話をきいた記者の一人が死刑執行停止を求めるが空しく執行されてしまう。

父親の非常識ぶりが目についてあまり冷静に見ていられない映画である。もちろん映画も冷静に見てもらおうと思っているわけだろう。また父親の非難で終わるのでなく、より良い社会へと改善していきたい意図であろう。

ボンベイ 1995年

インドのマニラトナム監督による総天然色映画。ヒンズー、回教の対立に翻弄される男女とその家族を描く。142分の映画。


田舎で若い男女の恋が始まる。しかし男の家はヒンズー教徒、女の家は回教徒で、ともに親が結婚を許さない。男はボンベイへ去る。女もそれを追う。二人はボンベイで結婚する。双子の男の子が生まれる。6年ほど経って、二人の両親がたまたま時を同じくしてボンベイの子供の家を訪れる。鉢合わせした老人たちはばつが悪いが、孫が可愛くしょうがない。

ボンベイでヒンズー教徒と回教徒の衝突が起こる。その暴動により老夫婦たちは災難に会い、親子は離れ離れになる。このボンベイの暴動が後半のやまとなっている。

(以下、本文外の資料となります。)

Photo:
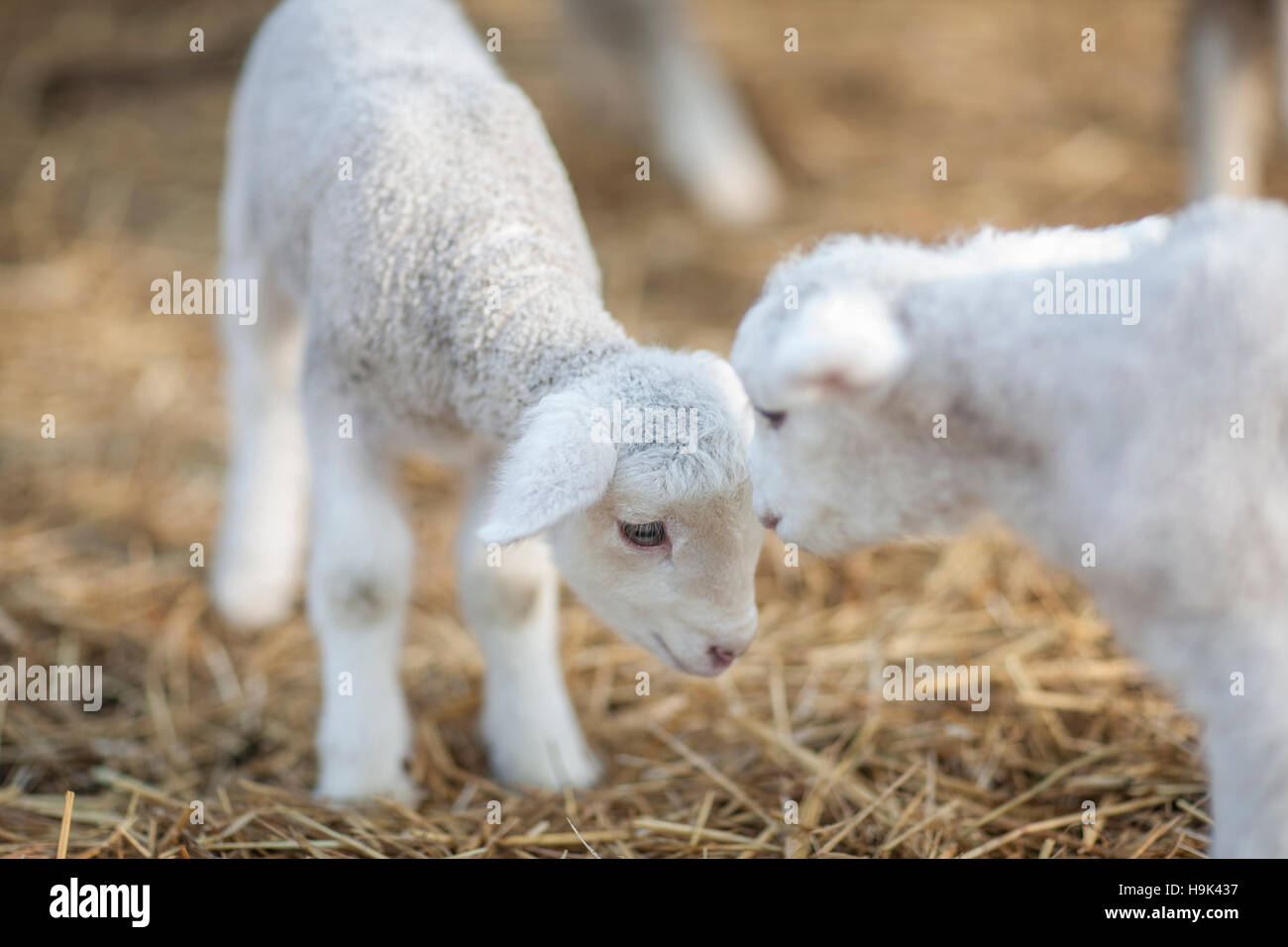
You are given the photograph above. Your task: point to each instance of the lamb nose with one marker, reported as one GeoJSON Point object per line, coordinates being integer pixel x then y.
{"type": "Point", "coordinates": [721, 656]}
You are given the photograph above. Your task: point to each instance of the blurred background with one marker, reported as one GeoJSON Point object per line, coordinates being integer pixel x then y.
{"type": "Point", "coordinates": [97, 523]}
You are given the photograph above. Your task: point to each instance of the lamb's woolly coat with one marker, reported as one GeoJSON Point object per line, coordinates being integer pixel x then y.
{"type": "Point", "coordinates": [417, 240]}
{"type": "Point", "coordinates": [459, 214]}
{"type": "Point", "coordinates": [1147, 451]}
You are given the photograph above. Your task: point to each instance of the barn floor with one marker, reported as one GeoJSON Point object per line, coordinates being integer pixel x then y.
{"type": "Point", "coordinates": [95, 525]}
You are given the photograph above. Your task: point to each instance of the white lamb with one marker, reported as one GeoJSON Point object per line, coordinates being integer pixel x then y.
{"type": "Point", "coordinates": [446, 298]}
{"type": "Point", "coordinates": [1155, 429]}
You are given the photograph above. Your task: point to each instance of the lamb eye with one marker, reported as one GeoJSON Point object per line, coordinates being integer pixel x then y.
{"type": "Point", "coordinates": [644, 534]}
{"type": "Point", "coordinates": [773, 418]}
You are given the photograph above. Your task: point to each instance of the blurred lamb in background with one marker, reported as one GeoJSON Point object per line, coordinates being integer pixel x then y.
{"type": "Point", "coordinates": [1229, 90]}
{"type": "Point", "coordinates": [657, 65]}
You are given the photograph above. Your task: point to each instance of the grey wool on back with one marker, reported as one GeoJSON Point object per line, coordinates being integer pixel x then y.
{"type": "Point", "coordinates": [455, 258]}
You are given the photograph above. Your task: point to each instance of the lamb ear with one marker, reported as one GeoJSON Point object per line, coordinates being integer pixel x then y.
{"type": "Point", "coordinates": [841, 344]}
{"type": "Point", "coordinates": [557, 467]}
{"type": "Point", "coordinates": [732, 392]}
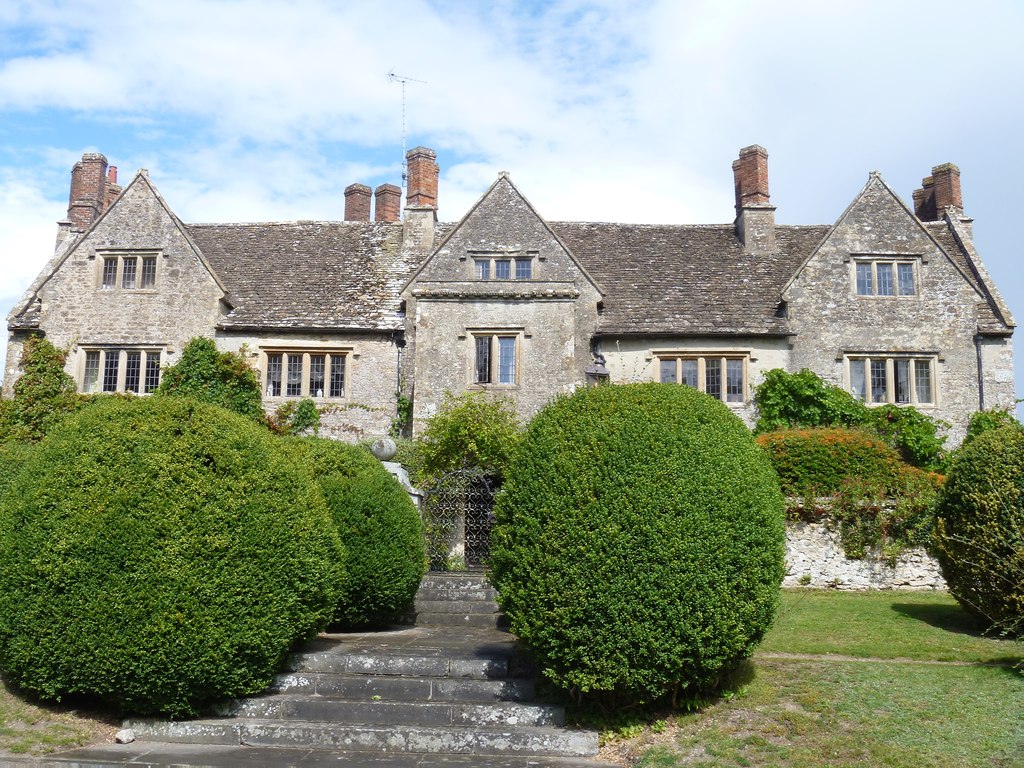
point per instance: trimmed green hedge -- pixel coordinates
(821, 462)
(980, 527)
(878, 499)
(639, 542)
(378, 524)
(160, 554)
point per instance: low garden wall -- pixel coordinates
(814, 557)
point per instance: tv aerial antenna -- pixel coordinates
(392, 78)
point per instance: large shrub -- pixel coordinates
(43, 393)
(378, 524)
(160, 554)
(980, 527)
(879, 500)
(219, 378)
(639, 542)
(470, 430)
(802, 399)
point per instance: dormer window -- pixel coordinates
(129, 271)
(503, 267)
(884, 278)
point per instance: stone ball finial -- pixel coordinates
(384, 449)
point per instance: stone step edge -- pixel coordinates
(464, 740)
(461, 667)
(363, 712)
(470, 595)
(346, 685)
(456, 606)
(476, 621)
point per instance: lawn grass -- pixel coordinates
(875, 697)
(28, 729)
(928, 626)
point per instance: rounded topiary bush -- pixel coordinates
(379, 525)
(980, 527)
(639, 541)
(160, 554)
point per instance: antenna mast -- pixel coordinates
(392, 78)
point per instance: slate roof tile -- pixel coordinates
(687, 279)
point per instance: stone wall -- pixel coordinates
(369, 406)
(939, 321)
(77, 312)
(813, 551)
(633, 359)
(551, 315)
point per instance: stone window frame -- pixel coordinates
(145, 266)
(483, 265)
(303, 354)
(887, 365)
(111, 375)
(875, 260)
(699, 371)
(495, 373)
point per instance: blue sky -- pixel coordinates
(604, 110)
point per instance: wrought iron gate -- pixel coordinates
(457, 517)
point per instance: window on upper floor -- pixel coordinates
(885, 278)
(304, 373)
(902, 380)
(496, 358)
(503, 266)
(722, 376)
(120, 370)
(128, 270)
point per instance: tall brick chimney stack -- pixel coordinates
(88, 190)
(93, 188)
(421, 200)
(423, 172)
(357, 203)
(387, 203)
(755, 213)
(937, 193)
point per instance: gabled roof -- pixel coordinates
(687, 279)
(25, 314)
(949, 238)
(309, 274)
(503, 187)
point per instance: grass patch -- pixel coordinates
(845, 713)
(28, 729)
(924, 626)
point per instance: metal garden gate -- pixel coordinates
(457, 517)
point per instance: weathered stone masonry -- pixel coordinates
(890, 302)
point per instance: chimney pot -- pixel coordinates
(88, 190)
(423, 172)
(947, 192)
(387, 203)
(755, 214)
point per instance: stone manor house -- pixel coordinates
(891, 301)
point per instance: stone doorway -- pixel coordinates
(457, 518)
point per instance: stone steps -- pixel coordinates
(458, 599)
(287, 707)
(402, 688)
(443, 688)
(473, 739)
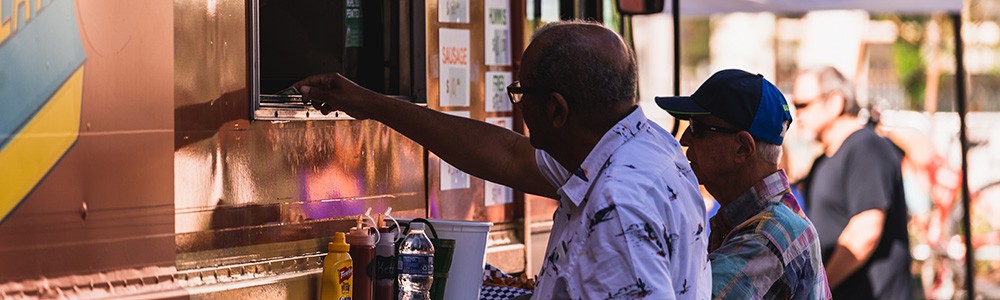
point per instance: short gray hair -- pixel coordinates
(590, 82)
(768, 152)
(832, 81)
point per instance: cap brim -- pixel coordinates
(681, 107)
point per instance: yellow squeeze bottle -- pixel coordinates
(338, 270)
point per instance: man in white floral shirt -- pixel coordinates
(631, 222)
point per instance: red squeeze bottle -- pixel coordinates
(363, 253)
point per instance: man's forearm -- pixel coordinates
(482, 149)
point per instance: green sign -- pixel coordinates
(352, 20)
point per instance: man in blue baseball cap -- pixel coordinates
(761, 244)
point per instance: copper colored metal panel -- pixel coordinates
(244, 186)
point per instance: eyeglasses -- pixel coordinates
(698, 129)
(804, 104)
(515, 91)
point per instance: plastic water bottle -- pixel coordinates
(416, 264)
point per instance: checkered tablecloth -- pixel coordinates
(498, 292)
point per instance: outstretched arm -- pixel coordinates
(481, 149)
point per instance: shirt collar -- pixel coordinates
(771, 189)
(575, 189)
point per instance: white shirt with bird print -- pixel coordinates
(630, 223)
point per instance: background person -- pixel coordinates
(854, 192)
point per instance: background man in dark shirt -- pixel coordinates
(854, 193)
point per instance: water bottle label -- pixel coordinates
(416, 264)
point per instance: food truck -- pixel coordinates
(145, 149)
(149, 149)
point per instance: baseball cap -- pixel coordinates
(747, 101)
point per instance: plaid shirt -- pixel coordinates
(763, 247)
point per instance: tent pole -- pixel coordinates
(675, 10)
(970, 261)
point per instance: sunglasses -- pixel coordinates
(699, 129)
(515, 91)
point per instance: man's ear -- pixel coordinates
(835, 102)
(557, 110)
(747, 147)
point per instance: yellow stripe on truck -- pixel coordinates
(39, 145)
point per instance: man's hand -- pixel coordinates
(329, 92)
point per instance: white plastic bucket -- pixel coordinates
(465, 277)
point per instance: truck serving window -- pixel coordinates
(370, 42)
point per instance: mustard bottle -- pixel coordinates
(338, 270)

宗教の対立で、つまり親の都合で子供が結婚できない状況、よくある設定である。後半のボンベイ騒動も宗教対立によっている。やや型にはまってる感じもしないでないが、見せ場はふんだんに作ってある映画。

ロージャー 1992年

インドのマニラトナム監督による総天然色映画、インド映画らしく140分の長尺。
題名のロージャーとはヒロインの名である。

マドラス郊外の田舎。姉の求婚者がやってくる。姉はその青年と見合いをする。彼女は断ってくれと頼む。驚く相手に自分には好きな人がいるからと説明する。相手はそれを受けて断るだけでなく、なんと代わりに妹のロージャーを名指しして嫁に所望する。
本人のロージャーも家族一同も驚愕する。

マドラスで新婚生活が始まる。ロージャーは当初全く納得がいかず不満ばかり言っている。しかし姉から真相を聞くと改心する。新郎は暗号解読を軍から頼まれ、北部の紛争地帯に赴く。ロージャーも頼み同行する。早朝、彼女が寺院へお祈りに行く。夫は彼女を捜しに出かける。その時に敵方のテロ一味に拉致されてしまう。敵は引き換えに捕虜となっているテロ一味の幹部を釈放しろと要求してくる。もちろん簡単に応じるわけにはいかない。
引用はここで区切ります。